Je ne me souviens plus vraiment. Je crois que ce sont les autres qui m’ont mis ça en tête. Je n’y avais pas pensé toute seule, je n’avais pas osé. C’est quand je me suis retrouvée là, quand c’est devenu mon métier, que je me suis rendu compte que c’était la chose que je désirais le plus au monde. Comme à rebours. J’aurais eu honte de désirer une si grande chose. Je me serais trouvée trop présomptueuse, j’aurais eu trop peur d’échouer.
Premier bide ?
Lors du spectacle de fin d’année en moyenne section maternelle. J’étais sur-préparée, j’avais tout donné sur le tutu. Je me suis avancée sur la poutre. Je devais la traverser avec grâce en brandissant une baguette magique en carton. Tout était millimétré. Je n’ai pas compris ce qui s’est passé. J’ai à peine fait deux pas sur la poutre que le spectacle a été terminé. La maîtresse a dit bravo. Je n’avais rien fait. J’étais défaite, profondément humiliée. Finalement, je suis peut-être devenue actrice pour finir ce spectacle avorté et avancer enfin sur cette poutre avec ma baguette magique.
Première ovation ?
Les Particules élémentaires avec Julien Gosselin. Avignon, 2013 ou 2014, je ne sais plus, lors de la première. On était morts de trouille. Personne ne nous connaissait. Aux saluts, la salle s’est levée d’un coup. C’est l’un des souvenirs les plus forts de ma vie d’actrice.
Premier fou rire ?
Sur scène ? Avec mon ami et magnifique acteur Antoine Ferron. On avait 20 ans. On répétait Roméo et Juliette ensemble. On ne pouvait pas aligner trois mots en répétitions sans pleurer de rire. C’était un grand moment de joie.
Premières larmes en tant que spectatrice ?
Je crois que la première fois c’est avec Kaddish, pour l’enfant qui ne naîtra pas, mis en scène par Joël Jouanneau. C’était un monologue joué par Jean-Quentin Châtelain. Le spectacle s’ouvrait sur un « non ». Un non immense. Hurlé, métaphysique, inouï. J’ai pleuré dès la première seconde. Ce non a marqué ma vie, imprimé quelque chose.
Première mise à nu ?
Les Particules élémentaires, là encore. Au sens propre comme au sens figuré. Nue sur scène pour la première. Le corps et le coeur. Le travail avec Julien Gosselin sur ce rôle avait été magnifique. Je ne me suis pas vraiment rhabillée depuis, moi qui me cachais beaucoup.

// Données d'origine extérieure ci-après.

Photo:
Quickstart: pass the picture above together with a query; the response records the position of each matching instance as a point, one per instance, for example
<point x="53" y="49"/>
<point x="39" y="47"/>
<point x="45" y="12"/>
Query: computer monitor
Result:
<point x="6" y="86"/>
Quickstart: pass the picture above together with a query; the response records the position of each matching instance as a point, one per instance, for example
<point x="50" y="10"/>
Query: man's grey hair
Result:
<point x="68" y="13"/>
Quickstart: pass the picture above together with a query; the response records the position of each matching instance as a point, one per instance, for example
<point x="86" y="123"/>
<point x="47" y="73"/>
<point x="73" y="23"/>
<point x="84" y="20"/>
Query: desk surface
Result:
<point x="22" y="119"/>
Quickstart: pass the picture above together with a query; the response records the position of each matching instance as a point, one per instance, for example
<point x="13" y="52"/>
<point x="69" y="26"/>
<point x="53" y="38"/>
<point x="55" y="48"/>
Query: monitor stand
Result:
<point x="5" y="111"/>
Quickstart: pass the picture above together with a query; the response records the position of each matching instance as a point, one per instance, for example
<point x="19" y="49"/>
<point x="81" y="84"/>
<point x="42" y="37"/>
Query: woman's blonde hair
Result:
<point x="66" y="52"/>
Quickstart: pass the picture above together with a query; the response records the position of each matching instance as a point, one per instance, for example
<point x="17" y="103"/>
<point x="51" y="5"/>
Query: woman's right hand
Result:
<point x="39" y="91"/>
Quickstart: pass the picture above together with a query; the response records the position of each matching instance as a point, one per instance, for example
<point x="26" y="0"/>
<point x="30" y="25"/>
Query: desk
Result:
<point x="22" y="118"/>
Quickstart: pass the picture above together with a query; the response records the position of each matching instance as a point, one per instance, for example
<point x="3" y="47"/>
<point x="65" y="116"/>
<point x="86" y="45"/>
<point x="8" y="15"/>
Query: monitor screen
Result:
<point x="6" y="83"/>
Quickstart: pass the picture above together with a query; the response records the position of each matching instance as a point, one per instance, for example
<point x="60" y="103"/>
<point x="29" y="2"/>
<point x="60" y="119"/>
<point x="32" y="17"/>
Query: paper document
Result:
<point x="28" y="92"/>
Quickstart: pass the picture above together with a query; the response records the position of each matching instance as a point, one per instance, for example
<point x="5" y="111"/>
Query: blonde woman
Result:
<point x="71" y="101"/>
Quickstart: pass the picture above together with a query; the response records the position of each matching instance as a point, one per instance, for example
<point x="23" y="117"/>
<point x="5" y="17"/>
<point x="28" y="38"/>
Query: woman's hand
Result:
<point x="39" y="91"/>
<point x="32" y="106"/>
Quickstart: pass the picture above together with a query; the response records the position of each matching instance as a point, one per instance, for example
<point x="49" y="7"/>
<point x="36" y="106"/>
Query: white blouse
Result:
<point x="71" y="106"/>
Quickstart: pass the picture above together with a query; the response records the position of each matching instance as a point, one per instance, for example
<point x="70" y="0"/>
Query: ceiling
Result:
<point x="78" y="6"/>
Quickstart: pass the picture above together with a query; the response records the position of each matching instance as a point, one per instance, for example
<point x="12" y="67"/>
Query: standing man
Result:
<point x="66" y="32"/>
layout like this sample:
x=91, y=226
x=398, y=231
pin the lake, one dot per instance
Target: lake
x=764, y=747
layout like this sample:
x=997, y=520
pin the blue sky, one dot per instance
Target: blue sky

Première fois sur scène avec une idole ?
J’ai eu l’immense privilège de jouer avec des actrices et des acteurs magnifiques au fil des années. Mais je dois vous avouer que je suis particulièrement émue de me retrouver sur scène avec Audrey Bonnet et Servane Ducorps dans Anatomie d’un suicide. Je les admire tant.
Première interview ?
Je crois que c’était du temps où je faisais beaucoup de piano, toute jeune. J’avais participé à une espèce de « bal Chopin » dans un lieu nantais qui a brûlé depuis. J’avais 17 ans et le journal local m’avait posé quelques questions. J’avais été très fière.
Premier coup de cœur ?
Quand j’ai appris à lire. Ça a été un choc, une épiphanie. J’ai su tout de suite que ça allait être quelque chose d’essentiel dans ma vie. Je me souviens de la graphie des mots sur la page de mon livre de lecture comme d’une splendeur. Et mon premier coup de coeur théâtral, c’est La chambre d’Isabella de Jan Lauwers. Dès que j’entends la musique de ce spectacle, je pleure, et je me souviens pourquoi je me suis retrouvée à vivre cette drôle de vie.